Staff and trainee raters independently assigned Society for Fetal Urology grades to 50 patients (99 renal units). The average number of images per ultrasound was 41, including the right and left kidneys. Overall interrater agreement for staff individuals was substantial for grade 0, moderate for grades 1, 2 and 4, and only slight to fair for grade 3. Intrarater agreement was substantial to almost perfect for staff agreement (range 69% to 94%, kappa 0.56 to 0.89) and trainees (range 63% to 90%, kappa 0.48 to 0.85).
Our study suggests that the Society for Fetal Urology grading system has good intrarater but modest interrater reliability. Individual rater interpretations of the grading system may explain the modest interrater agreement. Proposed modifications to the Society for Fetal Urology classification system, such as distinguishing between diffuse and segmental cortical thinning, may improve reliability.

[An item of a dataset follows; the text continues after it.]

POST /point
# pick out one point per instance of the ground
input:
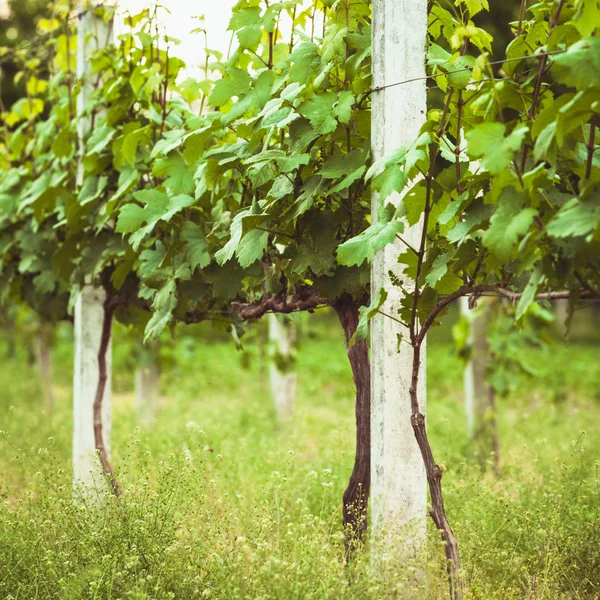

胎儿泌尿外科学会引入了一种用于对肾积水进行分类的主观分级系统,该系统在患者诊断、治疗及预后方面具有重要意义。该分级系统常被用于规范肾积水的严重程度,并在患者及各中心之间比较结果。尽管其应用广泛,但据我们所知,自该分级系统引入以来,尚无团队对其可靠性进行过研究。我们评估了胎儿泌尿外科学会肾积水分级系统的评分者内及评分者间可靠性,并按肾积水程度(0至4级)及经验水平( staff vs trainee)检查了一致性水平。
4名 staff人员和4名实习生使用胎儿泌尿外科学会分级系统对一系列50例诊断为肾积水的儿科肾脏超声图像进行评估。超声图像包括肾脏、输尿管和膀胱,以符合实际操作。7至14天后,每位评分者重复评估。采用非加权Cohen kappa统计量,按胎儿泌尿外科学会分级和培训水平估计评分者内及评分者间可靠性。
staff人员和实习生评分者分别为50例患者(99个肾单位)分配胎儿泌尿外科学会分级。每次超声检查的平均图像数量为41张,包括左右肾脏。 staff人员总体评分者间一致性在0级为高度一致,1、2和4级为中度一致,3级仅为轻度至中度一致。评分者内一致性在 staff人员中为高度一致至几乎完全一致(范围69%至94%,kappa 0.56至0.89),实习生中为高度一致至几乎完全一致(范围63%至90%,kappa 0.48至0.85)。
我们的研究表明,胎儿泌尿外科学会分级系统具有良好的评分者内可靠性,但评分者间可靠性一般。评分者对分级系统的个体解读可能解释了评分者间一致性一般的原因。对胎儿泌尿外科学会分类系统提出的修改建议,如区分弥漫性和节段性皮质变薄,可能会提高可靠性。